Mutations

PSEN1 W165C (G>T)

Overview

Pathogenicity: Alzheimer's Disease : Pathogenic
ACMG/AMP Pathogenicity Criteria: PS3, PS4, PM1, PM2, PP2, PP3
Clinical Phenotype: Alzheimer's Disease
Reference Assembly: GRCh37/hg19
Position: Chr14:73653575 G>T
dbSNP ID: NA
Coding/Non-Coding: Coding
DNA Change: Substitution
Expected RNA Consequence: Substitution
Expected Protein Consequence: Missense
Codon Change: TGG to TGT
Reference Isoform: PSEN1 Isoform 1 (467 aa)
Genomic Region: Exon 6

Findings

This mutation was first identified in a whole-exome sequencing search for genetic variants associated with AD in 17 individuals from India with advanced AD. All patients had one or more first-degree relatives diagnosed with dementia. The search was focused on coding regions previously implicated in dementia (Syama et al., 2018). Affected patients developed disease in their 40s, with rapid progression. (The mutation is also referred to as W161C in this study as it maps to amino acid 161 in the 463-amino acid PSEN1 isoform).

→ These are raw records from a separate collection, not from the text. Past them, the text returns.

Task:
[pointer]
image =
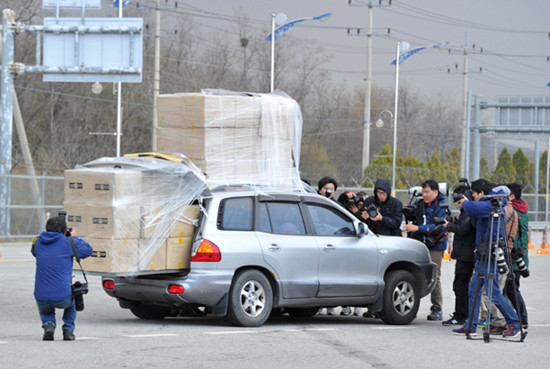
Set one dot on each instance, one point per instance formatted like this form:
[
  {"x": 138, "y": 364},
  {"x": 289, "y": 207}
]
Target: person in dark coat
[
  {"x": 463, "y": 252},
  {"x": 389, "y": 210}
]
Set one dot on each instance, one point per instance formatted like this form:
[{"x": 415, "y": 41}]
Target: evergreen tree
[
  {"x": 504, "y": 171},
  {"x": 522, "y": 166}
]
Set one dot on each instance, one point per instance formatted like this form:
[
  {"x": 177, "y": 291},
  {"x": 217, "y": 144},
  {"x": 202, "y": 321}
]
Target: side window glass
[
  {"x": 328, "y": 222},
  {"x": 237, "y": 214},
  {"x": 265, "y": 223},
  {"x": 286, "y": 218}
]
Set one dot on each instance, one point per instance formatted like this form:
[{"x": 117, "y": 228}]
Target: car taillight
[
  {"x": 207, "y": 251},
  {"x": 175, "y": 289}
]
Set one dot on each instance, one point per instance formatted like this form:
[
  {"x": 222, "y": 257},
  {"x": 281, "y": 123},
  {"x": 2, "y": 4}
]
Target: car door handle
[
  {"x": 274, "y": 247},
  {"x": 329, "y": 248}
]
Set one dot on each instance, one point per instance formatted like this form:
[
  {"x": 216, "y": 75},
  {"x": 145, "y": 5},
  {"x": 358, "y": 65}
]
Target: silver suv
[{"x": 257, "y": 253}]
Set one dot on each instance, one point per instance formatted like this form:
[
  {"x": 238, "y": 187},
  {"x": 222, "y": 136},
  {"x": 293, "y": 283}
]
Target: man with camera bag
[
  {"x": 486, "y": 204},
  {"x": 384, "y": 212},
  {"x": 54, "y": 264},
  {"x": 434, "y": 236},
  {"x": 520, "y": 253}
]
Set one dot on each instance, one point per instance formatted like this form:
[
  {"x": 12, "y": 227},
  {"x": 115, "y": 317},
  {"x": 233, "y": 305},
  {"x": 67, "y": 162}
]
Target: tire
[
  {"x": 302, "y": 312},
  {"x": 401, "y": 299},
  {"x": 250, "y": 299},
  {"x": 149, "y": 312}
]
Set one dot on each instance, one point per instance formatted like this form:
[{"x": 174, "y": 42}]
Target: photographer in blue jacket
[
  {"x": 486, "y": 201},
  {"x": 54, "y": 264}
]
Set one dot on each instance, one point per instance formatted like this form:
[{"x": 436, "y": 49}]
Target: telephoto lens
[{"x": 501, "y": 262}]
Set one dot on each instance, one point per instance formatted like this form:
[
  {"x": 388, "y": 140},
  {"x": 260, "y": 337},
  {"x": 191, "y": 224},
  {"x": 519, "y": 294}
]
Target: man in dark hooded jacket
[
  {"x": 389, "y": 210},
  {"x": 54, "y": 264},
  {"x": 434, "y": 236}
]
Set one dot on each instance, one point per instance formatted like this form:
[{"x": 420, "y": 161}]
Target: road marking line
[
  {"x": 273, "y": 331},
  {"x": 150, "y": 335},
  {"x": 393, "y": 328}
]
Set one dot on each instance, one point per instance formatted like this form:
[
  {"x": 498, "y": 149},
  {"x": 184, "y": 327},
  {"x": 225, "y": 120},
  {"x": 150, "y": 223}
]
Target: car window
[
  {"x": 328, "y": 222},
  {"x": 281, "y": 218},
  {"x": 237, "y": 214}
]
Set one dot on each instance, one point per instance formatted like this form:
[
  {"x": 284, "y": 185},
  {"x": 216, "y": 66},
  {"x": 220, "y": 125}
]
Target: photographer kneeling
[
  {"x": 54, "y": 265},
  {"x": 382, "y": 212}
]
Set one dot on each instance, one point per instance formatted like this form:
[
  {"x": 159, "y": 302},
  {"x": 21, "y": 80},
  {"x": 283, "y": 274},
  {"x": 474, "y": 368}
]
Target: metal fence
[{"x": 26, "y": 214}]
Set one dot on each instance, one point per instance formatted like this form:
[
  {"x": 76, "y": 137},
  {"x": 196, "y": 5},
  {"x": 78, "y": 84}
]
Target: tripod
[{"x": 486, "y": 272}]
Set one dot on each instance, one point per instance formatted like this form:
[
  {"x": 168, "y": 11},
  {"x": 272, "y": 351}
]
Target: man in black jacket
[
  {"x": 386, "y": 211},
  {"x": 463, "y": 253}
]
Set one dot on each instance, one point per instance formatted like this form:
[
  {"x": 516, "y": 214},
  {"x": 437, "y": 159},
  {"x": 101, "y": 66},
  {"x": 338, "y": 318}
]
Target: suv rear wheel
[
  {"x": 401, "y": 300},
  {"x": 250, "y": 299}
]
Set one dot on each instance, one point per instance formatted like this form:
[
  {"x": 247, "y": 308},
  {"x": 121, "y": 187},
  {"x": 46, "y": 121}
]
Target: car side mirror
[{"x": 361, "y": 230}]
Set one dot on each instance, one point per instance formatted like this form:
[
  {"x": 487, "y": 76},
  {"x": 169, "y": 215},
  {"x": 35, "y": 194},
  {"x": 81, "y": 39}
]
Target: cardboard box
[
  {"x": 152, "y": 254},
  {"x": 76, "y": 189},
  {"x": 163, "y": 223},
  {"x": 113, "y": 222},
  {"x": 111, "y": 256},
  {"x": 192, "y": 110},
  {"x": 108, "y": 185},
  {"x": 178, "y": 252},
  {"x": 76, "y": 217}
]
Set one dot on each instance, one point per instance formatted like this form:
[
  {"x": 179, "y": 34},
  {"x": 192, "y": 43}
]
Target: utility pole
[
  {"x": 156, "y": 77},
  {"x": 465, "y": 107},
  {"x": 368, "y": 81}
]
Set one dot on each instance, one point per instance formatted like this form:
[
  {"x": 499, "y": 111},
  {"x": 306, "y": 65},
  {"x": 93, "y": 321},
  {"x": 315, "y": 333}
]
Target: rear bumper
[{"x": 201, "y": 287}]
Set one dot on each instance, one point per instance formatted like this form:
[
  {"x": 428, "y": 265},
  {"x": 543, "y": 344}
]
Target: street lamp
[
  {"x": 402, "y": 54},
  {"x": 280, "y": 19}
]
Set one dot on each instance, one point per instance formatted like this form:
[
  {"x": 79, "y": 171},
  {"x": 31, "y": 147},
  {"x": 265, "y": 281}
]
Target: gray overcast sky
[{"x": 512, "y": 33}]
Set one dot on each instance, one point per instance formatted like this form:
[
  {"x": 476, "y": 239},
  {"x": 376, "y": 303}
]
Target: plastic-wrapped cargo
[
  {"x": 138, "y": 213},
  {"x": 234, "y": 137}
]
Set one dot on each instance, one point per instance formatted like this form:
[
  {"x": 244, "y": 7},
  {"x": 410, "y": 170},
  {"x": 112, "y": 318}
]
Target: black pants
[
  {"x": 511, "y": 290},
  {"x": 463, "y": 275}
]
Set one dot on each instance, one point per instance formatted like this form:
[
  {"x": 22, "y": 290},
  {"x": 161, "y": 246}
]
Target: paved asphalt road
[{"x": 110, "y": 337}]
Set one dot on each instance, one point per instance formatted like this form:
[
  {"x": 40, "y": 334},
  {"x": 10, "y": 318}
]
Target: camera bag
[{"x": 79, "y": 289}]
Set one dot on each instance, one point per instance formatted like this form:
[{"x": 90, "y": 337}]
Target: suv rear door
[
  {"x": 286, "y": 246},
  {"x": 348, "y": 265}
]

The mutation was subsequently found in a Korean man and a Chinese Han woman. The Korean man had a family history of early onset AD (Van Giau et al., 2019). At age 50, he presented with memory loss, as well as temporal and spatial disorientation. His deceased mother had suffered from AD with onset in her 50s, and his deceased brother experienced AD onset in his 40s. He had an APOE2/3 genotype. The Chinese woman developed progressive memory loss starting at age 48 (Han et al. 2020). By age 53, she had emotional instability, difficulties with language, and slowed movements. Her father, who died at age 55, experienced similar symptoms.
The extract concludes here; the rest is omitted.